Reversing the usual pattern, patients whose liver metastases had spread from right-sided primary tumors had a 36% better survival rate after treatment with a combination of first-line chemotherapy and selective internal radiation therapy (SIRT) using yttrium-90 resin microspheres, compared to chemotherapy alone. This same treatment combination was no better than chemotherapy alone in patients with left-sided primary tumors.
“These findings are good news for patients with right-sided primary tumors, who have a much worse prognosis and fewer treatment options than patients with left-sided tumors,” said study investigator Guy van Hazel, MD, from the University of Western Australia in Perth.
“We are excited because hitherto no treatment apart from the addition of bevacizumab [Avastin] to chemotherapy has improved the dismal outcome of liver metastases coming from right-sided primary tumors.”
The analysis included 739 patients from two completed studies called SIRFLOX and FOXFIRE-Global.

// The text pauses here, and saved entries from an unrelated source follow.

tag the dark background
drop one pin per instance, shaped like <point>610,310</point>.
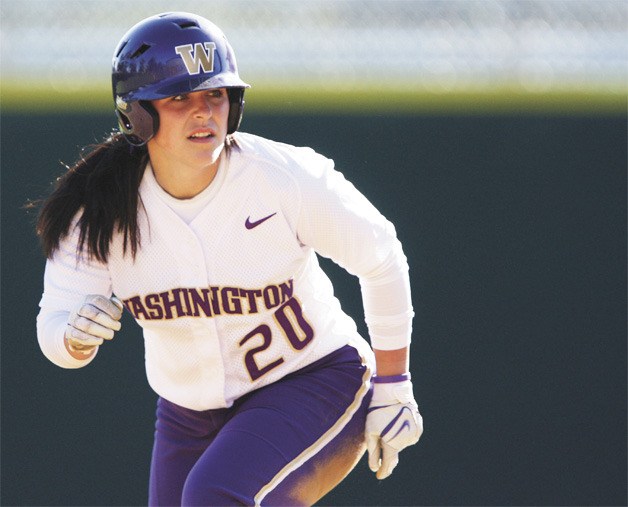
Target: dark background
<point>515,230</point>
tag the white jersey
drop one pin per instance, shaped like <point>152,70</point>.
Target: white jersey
<point>227,287</point>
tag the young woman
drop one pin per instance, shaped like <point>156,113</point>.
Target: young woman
<point>208,237</point>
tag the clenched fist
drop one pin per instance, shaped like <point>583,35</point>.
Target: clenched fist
<point>393,423</point>
<point>92,322</point>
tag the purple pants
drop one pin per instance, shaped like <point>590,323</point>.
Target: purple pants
<point>288,443</point>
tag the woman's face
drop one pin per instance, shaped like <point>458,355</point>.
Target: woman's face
<point>192,127</point>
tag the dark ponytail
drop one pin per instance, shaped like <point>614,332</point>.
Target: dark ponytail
<point>104,185</point>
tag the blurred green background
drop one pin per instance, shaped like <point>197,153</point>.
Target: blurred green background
<point>492,133</point>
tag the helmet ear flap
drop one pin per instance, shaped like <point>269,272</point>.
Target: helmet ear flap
<point>236,109</point>
<point>138,122</point>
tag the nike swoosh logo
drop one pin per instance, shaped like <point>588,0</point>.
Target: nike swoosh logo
<point>251,225</point>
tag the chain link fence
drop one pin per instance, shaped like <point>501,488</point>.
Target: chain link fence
<point>423,45</point>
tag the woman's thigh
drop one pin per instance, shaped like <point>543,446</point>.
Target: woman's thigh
<point>181,437</point>
<point>288,443</point>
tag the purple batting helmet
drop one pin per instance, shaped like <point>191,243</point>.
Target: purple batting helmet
<point>166,55</point>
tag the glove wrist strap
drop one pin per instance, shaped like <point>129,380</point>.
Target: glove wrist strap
<point>389,379</point>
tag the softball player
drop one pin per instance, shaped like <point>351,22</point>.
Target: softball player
<point>209,238</point>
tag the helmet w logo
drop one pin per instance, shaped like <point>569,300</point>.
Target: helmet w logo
<point>197,57</point>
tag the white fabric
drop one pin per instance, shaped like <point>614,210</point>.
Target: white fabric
<point>226,309</point>
<point>392,424</point>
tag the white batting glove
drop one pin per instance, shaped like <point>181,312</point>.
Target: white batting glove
<point>392,424</point>
<point>92,322</point>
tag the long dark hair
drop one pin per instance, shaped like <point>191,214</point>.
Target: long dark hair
<point>103,185</point>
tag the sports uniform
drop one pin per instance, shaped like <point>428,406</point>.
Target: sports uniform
<point>246,345</point>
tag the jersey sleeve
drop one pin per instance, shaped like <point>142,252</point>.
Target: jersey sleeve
<point>340,223</point>
<point>68,278</point>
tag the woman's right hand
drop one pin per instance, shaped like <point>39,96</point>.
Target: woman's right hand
<point>91,323</point>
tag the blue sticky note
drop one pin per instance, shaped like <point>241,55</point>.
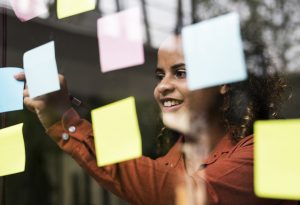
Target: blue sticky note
<point>41,70</point>
<point>213,52</point>
<point>11,90</point>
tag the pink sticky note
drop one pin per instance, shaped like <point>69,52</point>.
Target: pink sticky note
<point>28,9</point>
<point>120,40</point>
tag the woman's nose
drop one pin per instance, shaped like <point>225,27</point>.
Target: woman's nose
<point>165,86</point>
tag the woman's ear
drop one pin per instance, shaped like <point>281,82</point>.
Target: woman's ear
<point>224,89</point>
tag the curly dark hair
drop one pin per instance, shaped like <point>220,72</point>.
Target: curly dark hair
<point>257,98</point>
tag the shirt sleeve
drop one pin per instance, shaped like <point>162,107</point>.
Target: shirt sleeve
<point>229,180</point>
<point>139,181</point>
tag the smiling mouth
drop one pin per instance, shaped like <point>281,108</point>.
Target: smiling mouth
<point>171,103</point>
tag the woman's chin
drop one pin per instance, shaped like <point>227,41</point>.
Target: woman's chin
<point>177,121</point>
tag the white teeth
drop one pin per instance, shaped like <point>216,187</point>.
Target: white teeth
<point>170,103</point>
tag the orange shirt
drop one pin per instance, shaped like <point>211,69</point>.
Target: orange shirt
<point>227,172</point>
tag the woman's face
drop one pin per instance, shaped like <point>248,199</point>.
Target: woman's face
<point>177,103</point>
<point>171,91</point>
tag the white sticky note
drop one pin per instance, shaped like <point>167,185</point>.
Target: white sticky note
<point>66,8</point>
<point>276,159</point>
<point>116,132</point>
<point>11,90</point>
<point>41,70</point>
<point>12,150</point>
<point>29,9</point>
<point>120,38</point>
<point>213,52</point>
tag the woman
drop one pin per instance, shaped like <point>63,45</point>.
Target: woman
<point>227,172</point>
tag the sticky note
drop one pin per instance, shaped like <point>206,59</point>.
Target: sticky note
<point>12,150</point>
<point>116,132</point>
<point>213,52</point>
<point>29,9</point>
<point>11,90</point>
<point>66,8</point>
<point>41,70</point>
<point>120,40</point>
<point>276,159</point>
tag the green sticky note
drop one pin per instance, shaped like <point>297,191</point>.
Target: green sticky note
<point>277,159</point>
<point>12,150</point>
<point>116,131</point>
<point>66,8</point>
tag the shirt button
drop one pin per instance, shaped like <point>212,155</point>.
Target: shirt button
<point>65,136</point>
<point>72,129</point>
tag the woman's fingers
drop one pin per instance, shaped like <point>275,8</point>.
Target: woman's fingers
<point>25,93</point>
<point>20,76</point>
<point>29,103</point>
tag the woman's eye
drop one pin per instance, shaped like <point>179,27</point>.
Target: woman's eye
<point>180,73</point>
<point>159,75</point>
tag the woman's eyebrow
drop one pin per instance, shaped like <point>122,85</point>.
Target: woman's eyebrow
<point>158,70</point>
<point>177,65</point>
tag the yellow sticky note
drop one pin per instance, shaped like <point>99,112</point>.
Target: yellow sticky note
<point>277,159</point>
<point>12,150</point>
<point>116,131</point>
<point>66,8</point>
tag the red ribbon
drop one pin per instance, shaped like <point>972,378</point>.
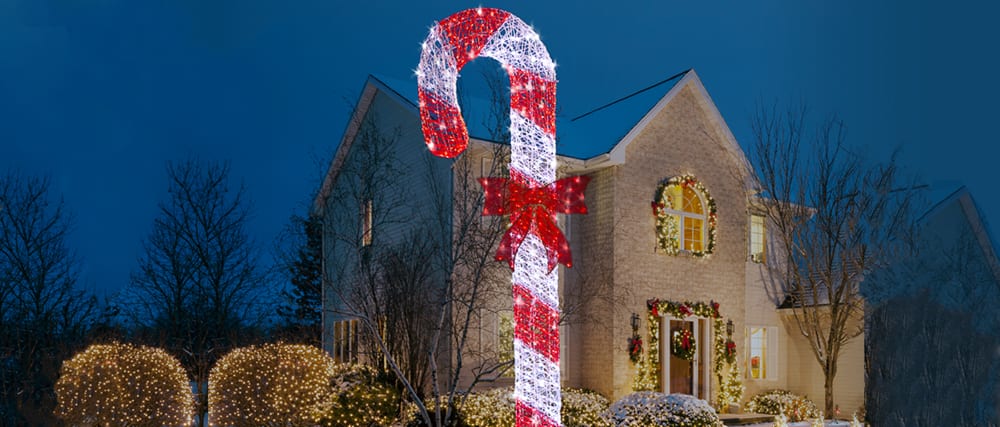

All patients had liver-only or liver-dominant metastatic colorectal cancer, and had been randomized to receive either standard chemotherapy alone, or combined with SIRT. The chemotherapy regimen was modified FOLFOX6 (leucovorin, fluorouracil, oxaliplatin), and most patients received bevacizumab as well.
Information on the patients’ primary tumor location was recorded at the start, with 24% having right-sided and 73% left-sided disease. (The remaining 3% had primary tumors on both sides of the colon, or the primary tumor site was unknown.)
Overall, outcomes were not different between the chemotherapy-alone and chemotherapy-plus-SIRT groups, with median overall survival and progression-free survival around 24 months and 11 months, respectively.
However, when the investigators examined patients with right-sided and left-sided primary tumors separately, they saw a clear difference. Patients with liver metastases from right-sided primary tumors had significantly better overall survival when SIRT was added to their chemotherapy compared to those who received chemotherapy alone (22.0 vs 17.1 months, respectively; P = .007; hazard ratio [HR] = 0.64; 95% confidence interval [CI] = 0.46–0.89), but this was not the case for patients with left-sided primary tumors (24.6 vs 25.6 months; P = .279; HR = 1.12; 95% CI = 0.92–1.36).
“That means that patients with right-sided primary tumors treated with chemotherapy plus SIRT have a 36% reduced risk of dying at any time point,” said Dr. van Hazel. There was also a 27% improvement in progression-free survival, although this was not statistically significant.
“This is the first time that location of primary tumor has been linked to radiation therapy,” said Dr. van Hazel, and although it’s possible that it may only apply to patients receiving first-line therapy, he said it opens a new treatment option for these patients.
There were no differences in side effects between patients with right-sided and left-sided primary tumors, and although patients who had both chemotherapy and SIRT did experience more side effects than those who had chemotherapy alone, these were “predictable and manageable,” said Dr. van Hazel.
Commenting on the study, ESMO spokespersons Dirk Arnold, MD, of Instituto CUF de Oncologia in Lisbon and Eric Van Cutsem, MD, PhD, of University Hospitals Leuven, Belgium, said that these findings contribute to the recent debates on both the biologic heterogeneity of colon cancers and tumor localization.
“It remains to be confirmed whether these results mean that right-sided tumors are more sensitive to this kind of radiotherapy—or whether this is simply related to the fact that the molecular characteristics of right-sided tumors allow fewer treatment options because they have more mutations,” they explained. “Additionally the well-known worse prognosis of right-sided tumors increases the relative importance of a nonsystemic treatment option. More data on the molecular factors determining these results are warranted.”